John's son was Walter Ronald, known as Ron (c.1913-1979). Together, Jim, John, Ron and Bob sang at the Royal Albert Hall and wider public attention followed the broadcast of a six-part television series Song Hunter, presented by Alan Lomax and featuring Jim, Bob and Ron. Bob wrote several books about the family and its songs, beginning with the widely acclaimed A Song For Every Season in 1971. The accompanying 4-LP set (now a collector's item) found Bob and Ron singing alongside Bob's daughter Jill and son John, bringing a further generation into the family tradition. The death of Ron was followed by the introduction of Jill's husband Jon into the core line-up, and some of Bob's grandchildren began to appear with the group. The six grandchildren (Jill's children Mark, Andy and Sean Barratt, and John's children Ben, Lucy and Tom Copper) now also appear independently as The Young Coppers, singing the same family repertoire.

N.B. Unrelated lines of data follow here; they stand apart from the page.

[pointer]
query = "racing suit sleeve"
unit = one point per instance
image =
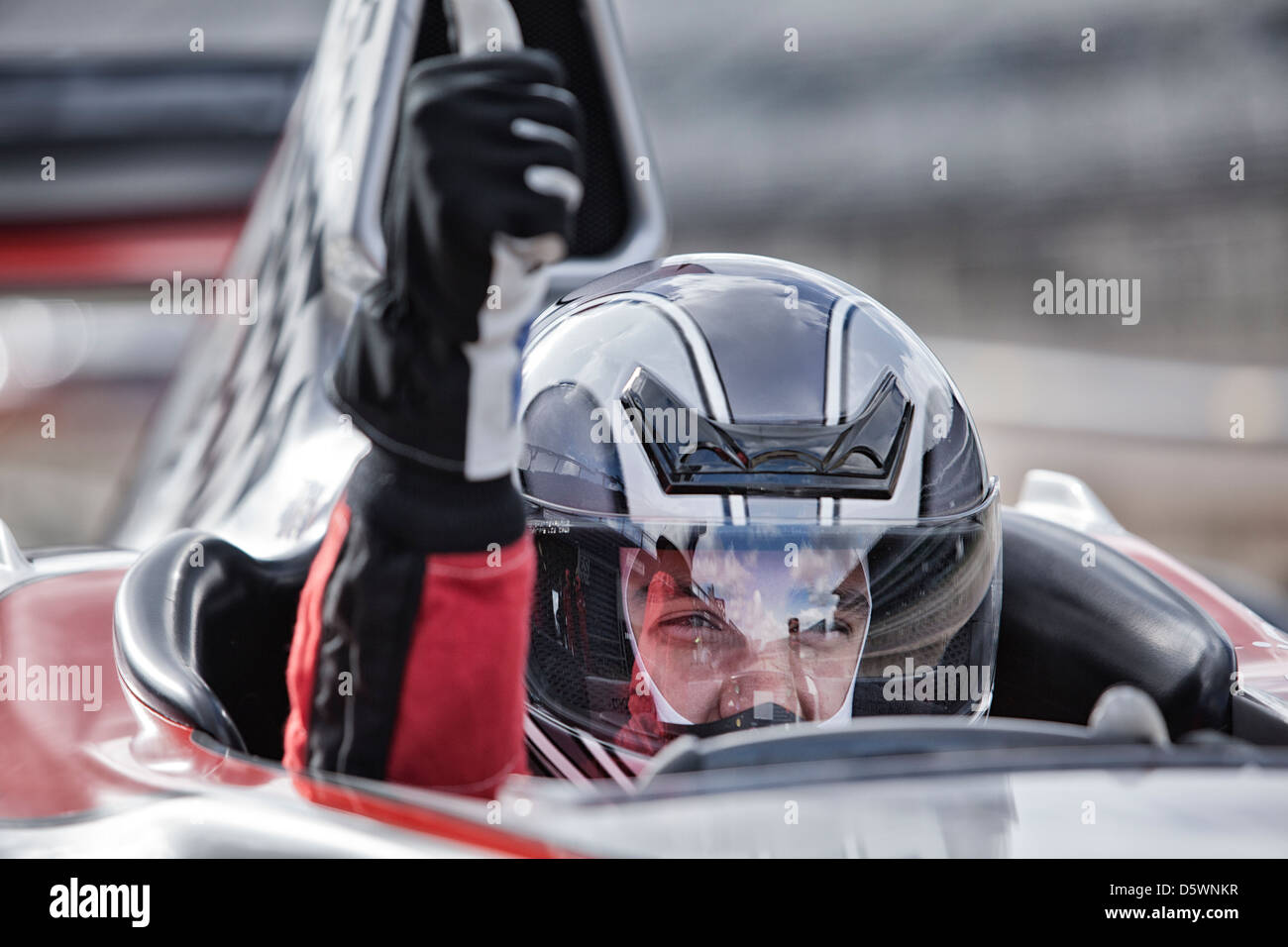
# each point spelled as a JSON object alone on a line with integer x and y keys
{"x": 411, "y": 635}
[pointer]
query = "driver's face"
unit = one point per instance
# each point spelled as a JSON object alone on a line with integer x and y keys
{"x": 720, "y": 633}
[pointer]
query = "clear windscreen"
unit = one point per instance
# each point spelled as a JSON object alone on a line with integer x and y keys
{"x": 644, "y": 630}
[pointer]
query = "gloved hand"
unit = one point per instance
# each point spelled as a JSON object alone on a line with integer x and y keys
{"x": 488, "y": 151}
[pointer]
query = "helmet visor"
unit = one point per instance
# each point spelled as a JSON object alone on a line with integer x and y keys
{"x": 644, "y": 630}
{"x": 739, "y": 620}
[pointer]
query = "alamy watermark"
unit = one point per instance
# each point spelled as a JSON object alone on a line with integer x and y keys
{"x": 631, "y": 425}
{"x": 38, "y": 684}
{"x": 939, "y": 684}
{"x": 224, "y": 296}
{"x": 1076, "y": 296}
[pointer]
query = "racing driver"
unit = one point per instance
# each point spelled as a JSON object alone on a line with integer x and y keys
{"x": 724, "y": 491}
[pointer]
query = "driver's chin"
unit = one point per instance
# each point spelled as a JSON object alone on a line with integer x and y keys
{"x": 741, "y": 692}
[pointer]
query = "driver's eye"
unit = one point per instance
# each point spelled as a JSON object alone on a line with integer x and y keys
{"x": 698, "y": 620}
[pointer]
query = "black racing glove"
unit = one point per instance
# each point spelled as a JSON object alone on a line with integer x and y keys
{"x": 487, "y": 161}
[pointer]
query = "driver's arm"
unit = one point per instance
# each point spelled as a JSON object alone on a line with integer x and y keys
{"x": 411, "y": 635}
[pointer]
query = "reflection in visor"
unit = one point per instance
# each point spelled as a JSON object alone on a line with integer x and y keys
{"x": 722, "y": 631}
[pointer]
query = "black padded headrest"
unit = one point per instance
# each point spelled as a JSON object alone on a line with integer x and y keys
{"x": 1072, "y": 630}
{"x": 202, "y": 634}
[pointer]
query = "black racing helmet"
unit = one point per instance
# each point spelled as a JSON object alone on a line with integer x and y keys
{"x": 756, "y": 499}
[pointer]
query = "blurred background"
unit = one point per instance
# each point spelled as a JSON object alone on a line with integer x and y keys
{"x": 1113, "y": 163}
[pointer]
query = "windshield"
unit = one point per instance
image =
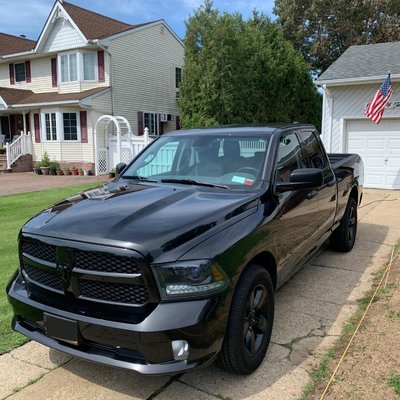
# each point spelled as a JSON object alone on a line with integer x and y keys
{"x": 224, "y": 161}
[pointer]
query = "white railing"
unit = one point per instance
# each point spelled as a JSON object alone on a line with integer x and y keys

Various recordings of the family's singing have been made since the 1950s and some are still available, notably the aforementioned Come Write Me Down, which comes with two booklets full of biographical detail. In the 1980s, Bob Copper published the book Across Sussex with Belloc in which he retraced the route across Sussex of Hilaire Belloc and the characters of Belloc's novel The Four Men: a Farrago. Bob Copper died in 2004, a few days after receiving an MBE. In an obituary by Ken Hunt in The Independent newspaper, Bob Copper was described as "England's most important traditional folk-singer". In The Guardian obituary, Michael Grosvenor Myer wrote "Towards the end of his life, Bob frequently expressed the greatest satisfaction that the family's fine tradition was safe for at least the next two generations". The present generations of the family continue to sing unaccompanied traditional songs and, in 2004 (repeated in 2006), BBC Four broadcast an hour-long programme about the family, filmed during the last months of Bob's life. They are involved in The Imagined Village project.
In 2009 Topic Records included in their 70-year anniversary boxed set Three Score and Ten Spencer the Rover by Bob & Ron from the album Come Write Me Down - Early Recordings of The Copper Family of Rottingdean as track two of the second CD in the set.